La tarde en que, en mala hora, salí a navegar por el fiordo de Oslo soplaba una brisa que helaba el corazón. Sentadas a la misma mesa de cubierta que yo, una tripleta de psicólogas vizcaínas que habían tenido la desafortunada ocurrencia de apuntarse ese día al “crucero de las gambas”, no paraban de sacar camisetas del fondo de un bolso y enfundárselas, una tras otra. Yo contemplaba la escena con la fascinación que siempre me producen los prestidigitadores cuando sacan cosas de su chistera. Sugerí a las chicas que nos mudáramos a una cubierta inferior, que parecía algo más abrigada. En el tránsito, descubrí una pila de frazadas y, sin pensármelo dos veces, repartí unas cuantas entre mis nuevas amigas, reservándome dos para mí: una para las piernas, que uno ya es mayor y coge muchos fríos por ahí, y la otra la volteé alrededor de los hombros como la túnica de un santón.

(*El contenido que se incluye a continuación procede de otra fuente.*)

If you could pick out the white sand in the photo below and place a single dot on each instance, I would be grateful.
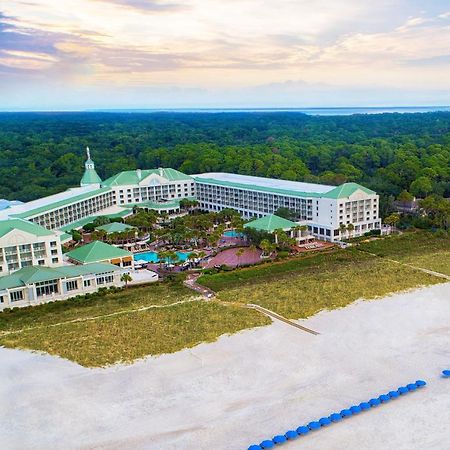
(248, 387)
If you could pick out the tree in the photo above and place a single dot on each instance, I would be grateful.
(421, 187)
(350, 229)
(126, 278)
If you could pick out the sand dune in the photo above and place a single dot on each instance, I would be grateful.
(249, 386)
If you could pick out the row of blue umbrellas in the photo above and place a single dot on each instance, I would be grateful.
(336, 417)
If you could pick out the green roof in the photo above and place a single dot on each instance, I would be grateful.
(36, 274)
(96, 251)
(270, 223)
(251, 187)
(80, 223)
(90, 177)
(131, 177)
(28, 227)
(345, 190)
(61, 203)
(115, 227)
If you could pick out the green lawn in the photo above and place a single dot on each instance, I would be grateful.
(301, 288)
(421, 249)
(131, 336)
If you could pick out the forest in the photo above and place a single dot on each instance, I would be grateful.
(43, 153)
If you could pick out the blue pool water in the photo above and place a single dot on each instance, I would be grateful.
(232, 233)
(152, 257)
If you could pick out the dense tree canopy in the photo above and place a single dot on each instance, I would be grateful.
(43, 153)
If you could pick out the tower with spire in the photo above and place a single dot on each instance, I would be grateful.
(90, 176)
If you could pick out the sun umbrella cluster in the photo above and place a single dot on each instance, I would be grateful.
(336, 417)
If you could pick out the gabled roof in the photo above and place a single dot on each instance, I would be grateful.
(347, 189)
(270, 223)
(134, 177)
(37, 274)
(115, 227)
(28, 227)
(97, 251)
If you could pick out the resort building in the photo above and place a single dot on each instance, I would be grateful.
(24, 244)
(100, 252)
(326, 209)
(35, 285)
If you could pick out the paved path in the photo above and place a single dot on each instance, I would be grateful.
(191, 282)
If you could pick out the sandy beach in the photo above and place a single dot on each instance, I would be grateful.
(248, 387)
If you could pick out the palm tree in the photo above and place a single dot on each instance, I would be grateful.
(343, 229)
(350, 228)
(126, 278)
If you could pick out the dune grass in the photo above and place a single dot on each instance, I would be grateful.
(94, 305)
(420, 249)
(128, 337)
(318, 283)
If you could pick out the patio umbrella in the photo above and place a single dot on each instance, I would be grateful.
(291, 434)
(302, 430)
(335, 417)
(279, 439)
(314, 425)
(394, 394)
(325, 421)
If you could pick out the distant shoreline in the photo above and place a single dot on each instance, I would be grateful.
(311, 111)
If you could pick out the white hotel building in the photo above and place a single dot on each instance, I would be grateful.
(323, 208)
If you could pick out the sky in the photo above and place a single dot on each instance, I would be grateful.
(84, 54)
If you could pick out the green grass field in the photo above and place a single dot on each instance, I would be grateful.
(128, 337)
(296, 288)
(420, 249)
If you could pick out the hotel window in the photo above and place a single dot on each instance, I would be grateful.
(16, 296)
(72, 285)
(46, 287)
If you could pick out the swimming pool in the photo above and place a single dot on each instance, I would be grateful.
(233, 233)
(152, 257)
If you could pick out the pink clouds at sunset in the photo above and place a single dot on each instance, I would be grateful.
(111, 53)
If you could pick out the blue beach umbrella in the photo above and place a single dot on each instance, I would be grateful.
(335, 417)
(394, 394)
(324, 421)
(302, 430)
(314, 425)
(279, 439)
(291, 434)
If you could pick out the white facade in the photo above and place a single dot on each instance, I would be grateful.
(324, 208)
(23, 248)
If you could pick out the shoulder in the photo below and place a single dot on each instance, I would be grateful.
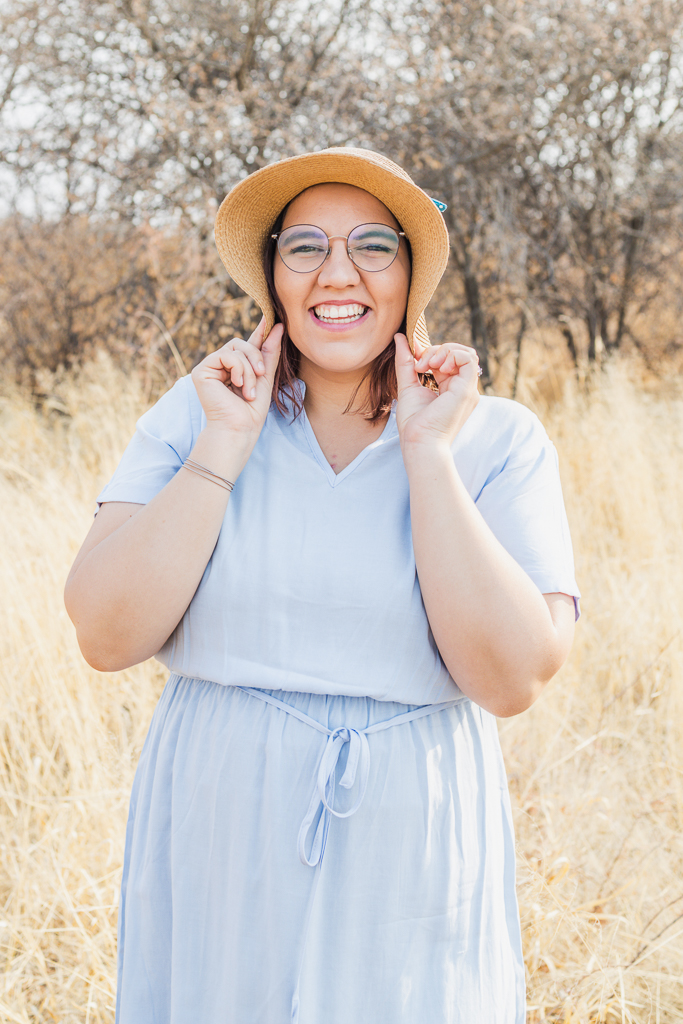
(178, 411)
(503, 428)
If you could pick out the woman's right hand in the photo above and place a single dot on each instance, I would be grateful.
(235, 383)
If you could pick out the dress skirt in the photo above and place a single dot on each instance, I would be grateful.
(409, 918)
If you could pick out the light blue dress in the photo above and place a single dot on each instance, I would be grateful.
(319, 826)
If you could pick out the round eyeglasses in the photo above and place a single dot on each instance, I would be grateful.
(304, 248)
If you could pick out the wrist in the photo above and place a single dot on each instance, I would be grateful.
(418, 455)
(222, 452)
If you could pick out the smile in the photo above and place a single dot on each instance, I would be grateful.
(340, 314)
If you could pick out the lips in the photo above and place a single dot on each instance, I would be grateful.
(346, 313)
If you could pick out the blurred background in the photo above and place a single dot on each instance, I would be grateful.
(554, 133)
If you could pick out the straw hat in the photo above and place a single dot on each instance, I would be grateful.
(247, 214)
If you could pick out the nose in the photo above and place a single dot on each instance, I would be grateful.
(338, 269)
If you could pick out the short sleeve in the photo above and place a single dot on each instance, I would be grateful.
(521, 501)
(164, 437)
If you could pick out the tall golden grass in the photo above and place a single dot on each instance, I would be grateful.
(595, 767)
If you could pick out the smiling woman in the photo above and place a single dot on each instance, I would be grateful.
(348, 574)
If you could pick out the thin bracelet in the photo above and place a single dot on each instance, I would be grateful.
(196, 467)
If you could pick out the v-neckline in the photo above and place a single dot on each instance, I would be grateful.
(336, 478)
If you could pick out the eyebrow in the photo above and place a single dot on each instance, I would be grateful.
(388, 231)
(301, 233)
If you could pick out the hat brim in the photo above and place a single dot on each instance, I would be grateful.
(247, 214)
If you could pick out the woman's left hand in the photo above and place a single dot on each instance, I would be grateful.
(423, 416)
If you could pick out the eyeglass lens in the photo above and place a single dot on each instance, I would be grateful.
(304, 248)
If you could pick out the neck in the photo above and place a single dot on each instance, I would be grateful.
(329, 394)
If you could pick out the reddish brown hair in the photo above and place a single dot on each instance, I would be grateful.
(382, 387)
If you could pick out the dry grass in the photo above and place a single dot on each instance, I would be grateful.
(595, 767)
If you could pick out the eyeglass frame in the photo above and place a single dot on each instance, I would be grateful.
(331, 238)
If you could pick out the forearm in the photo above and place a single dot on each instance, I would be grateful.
(127, 594)
(491, 623)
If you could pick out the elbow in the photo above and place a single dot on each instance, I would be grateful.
(520, 694)
(103, 660)
(99, 656)
(517, 700)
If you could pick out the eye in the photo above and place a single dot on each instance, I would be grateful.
(374, 247)
(305, 249)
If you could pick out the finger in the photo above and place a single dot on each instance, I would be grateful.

Bueno, ya estaba abrigado, pero también absolutamente incapacitado para negociar las gambas que llenaban mi plato. El asunto no representó ningún problema porque no acostumbro a comer crustáceos. Sin embargo, los callados japoneses de enfrente no paraban de mirarme desafiantes entre gamba y gamba, como diciendo “Tío, te vamos ganando por quince a cero”.
En fin, por no alargarme más, tras las gambas vino lo peor: una aceptable soprano, que se reía muy bien de su propios chistes, y un espigado tenor que cantaba con pasión (y sin compasión) las solemnes arias de Hendel, robándonos esa magnífica música de fondo que es el silencio cuando se trata de disfrutar los hermosos paisajes del fiordo de Oslo al atardecer. Pero en esa ciudad todo gira ahora alrededor de la Ópera. Ese inmenso ‘iceberg’ de mármol blanco varado en el fondo del fiordo está transformando la ciudad. Y no hablo sólo de urbanismo. Los noruegos han descubierto de pronto que la ópera es lo mas chic del mundo y no hay nada más difícil allí que encontrar una entrada para cualquier representación. La arquitectura del nuevo teatro es plana e intrascendente cuando se ve desde el tren. Es obvio que el edificio ha sido concebido para ser mirado (y admirado) desde el mar. Por eso, cuando ‘Helena’, nuestro viejo cascarón de madera, dobló el último saliente y apareció ante nuestros ojos la perfecta geometría de aquel inmenso ‘iceberg’ resplandeciente, comprendimos de inmediato que estábamos ante una obra magnífica, llena de aristas planas e inclinadas que permiten recorrerlo en toda su periferia e incluso subirlo como quien trepa una colina, ya que algunas de esas aristas son en realidad enormes rampas que llevan a la plataforma superior.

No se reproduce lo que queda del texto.